Maybe not numbers, necessarily, but at least one number—the Power Per Page Dynamic. I just made it up, but go with it. In sixty-seven pieces, Compton assails the reader in the best way possible. Page after page, you are hit with emotional force that would usually be strung out across many more pages. Instead, Compton has written a collection with persistent emotional percussion. They payoffs come fast and often here, as the stories fly by.
If it were possible to figure out some sort of percentage or point-based scale for such a payoff—and it may very well be for those skilled in such things—that would be the type of number I’d want to study. Anything mathematical still over my head, though, it was easy to sit back and simply enjoy the consistently strong stories.
When I think of stories, I think of the moments that can indelibly change the characters of said story. Compton, here, manages to zero in on precisely those moments, leaving the messiness of the before and after to the reader. The last story in the collection, “Phantom Limb” does so perfectly. The last line of this six-sentence piece reads, “This was my brother’s bike, and now it is mine.” In this Compton encapsulates everything that has happened in this family’s life. Earlier in the story (earlier seems an odd choice here, seeing as there are only two paragraphs, but alas) you see the bike being worked on by the siblings. Then before you can even exhale, the story is over and a brother has inherited the bike.
With so many strong emotional moments one after another, Alligators can be thought of as rumble strip fiction, where seemingly every moment is a new bump, a new jarring experience to contend with in an effort to get to wherever you’re going. After riding those bumps for a while, though, you are almost lulled by them. They are soothing and pleasing. These stories, when read continuously, have much the same effect. By the time you get to the end, you just want to keep riding for the feeling it gives you.
Those that read short fiction may at first be turned off by these stories. Flash fiction, by nature, is in and out and done. Details tend to be selective and leave—depending on the author—a good amount to the imagination. White space functions just as importantly as the words on the page, propagating Hemingway’s thoughts on using words sparingly. For all their brevity, the stories in Alligators are anything but spare. In sometimes just a few simple sentences, Compton is able to scratch out the innermost being of a person and present it for all to see. In the title story, we’re given almost everything we need to know from the opening lines, “The husband and wife had been side by side in the whiskey light of the room for years. In the first two or three months, they would whisper to one another, imagining they were dancing on a wooden floor years earlier” (19).

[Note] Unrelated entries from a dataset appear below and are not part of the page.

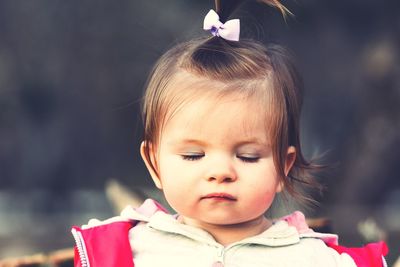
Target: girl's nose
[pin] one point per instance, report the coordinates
(222, 171)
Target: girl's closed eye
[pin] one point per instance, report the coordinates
(192, 156)
(248, 158)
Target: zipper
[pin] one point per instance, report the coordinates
(80, 245)
(219, 262)
(384, 262)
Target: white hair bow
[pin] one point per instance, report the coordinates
(229, 30)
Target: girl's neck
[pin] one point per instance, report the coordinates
(228, 234)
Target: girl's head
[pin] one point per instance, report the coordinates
(218, 70)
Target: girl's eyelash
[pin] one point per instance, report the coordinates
(248, 159)
(192, 157)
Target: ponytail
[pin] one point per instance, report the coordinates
(225, 8)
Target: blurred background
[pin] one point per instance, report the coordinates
(71, 78)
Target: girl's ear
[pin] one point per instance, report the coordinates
(290, 159)
(150, 162)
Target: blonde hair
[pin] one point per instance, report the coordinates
(246, 67)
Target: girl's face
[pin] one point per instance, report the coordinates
(214, 162)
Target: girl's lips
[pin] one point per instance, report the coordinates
(219, 196)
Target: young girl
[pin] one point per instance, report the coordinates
(221, 139)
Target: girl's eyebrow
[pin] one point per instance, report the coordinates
(253, 141)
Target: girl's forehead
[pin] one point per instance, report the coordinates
(226, 117)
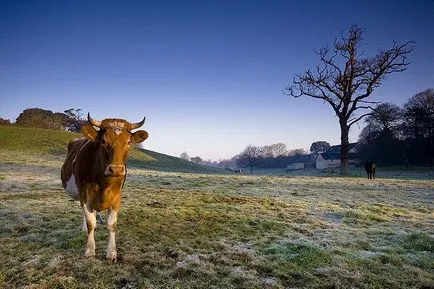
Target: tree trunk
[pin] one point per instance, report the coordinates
(344, 148)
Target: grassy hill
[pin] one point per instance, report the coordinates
(53, 143)
(189, 230)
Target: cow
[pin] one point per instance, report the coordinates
(95, 170)
(370, 169)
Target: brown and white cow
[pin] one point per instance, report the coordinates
(95, 170)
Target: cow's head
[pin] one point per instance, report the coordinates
(113, 137)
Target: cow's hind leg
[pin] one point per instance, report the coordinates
(90, 216)
(111, 225)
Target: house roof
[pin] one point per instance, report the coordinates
(306, 159)
(334, 152)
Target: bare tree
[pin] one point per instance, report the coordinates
(386, 116)
(248, 156)
(279, 149)
(319, 146)
(346, 78)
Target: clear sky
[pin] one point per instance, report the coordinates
(208, 75)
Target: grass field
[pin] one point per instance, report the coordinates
(188, 230)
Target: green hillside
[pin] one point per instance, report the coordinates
(53, 143)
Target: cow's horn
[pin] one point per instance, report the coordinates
(93, 121)
(138, 124)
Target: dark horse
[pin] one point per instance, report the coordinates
(370, 169)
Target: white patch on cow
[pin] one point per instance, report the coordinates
(111, 225)
(90, 216)
(71, 188)
(73, 161)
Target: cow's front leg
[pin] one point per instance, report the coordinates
(111, 225)
(90, 216)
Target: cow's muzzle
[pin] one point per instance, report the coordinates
(114, 170)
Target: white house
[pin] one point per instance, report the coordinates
(331, 158)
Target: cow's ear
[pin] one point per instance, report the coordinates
(89, 132)
(139, 136)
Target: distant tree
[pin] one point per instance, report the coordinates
(418, 126)
(37, 117)
(197, 160)
(266, 152)
(386, 117)
(419, 115)
(346, 78)
(185, 156)
(248, 157)
(296, 152)
(279, 149)
(319, 146)
(75, 119)
(379, 138)
(5, 121)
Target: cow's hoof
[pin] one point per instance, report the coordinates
(89, 253)
(111, 257)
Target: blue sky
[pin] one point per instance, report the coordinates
(208, 75)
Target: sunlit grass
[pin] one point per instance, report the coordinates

This setup immediately pulls the reader behind a burnt sienna lens of times long past.
In brevity, Compton’s work blazes hot with the energy many writers strive to get across. With shifts in media distribution and online journals becoming more and more prevalent, flash fiction is quickly finding a solid foothold in the literary world. Sheldon Lee Compton’s Where Alligators Sleep is an excellent showing of the potential of the short and the powerful.
Thanks for the wonderful review, Sam. You’re a jewel, man.
A thoughtful, well-written review of an amazing collection of stories. Fantastic all around!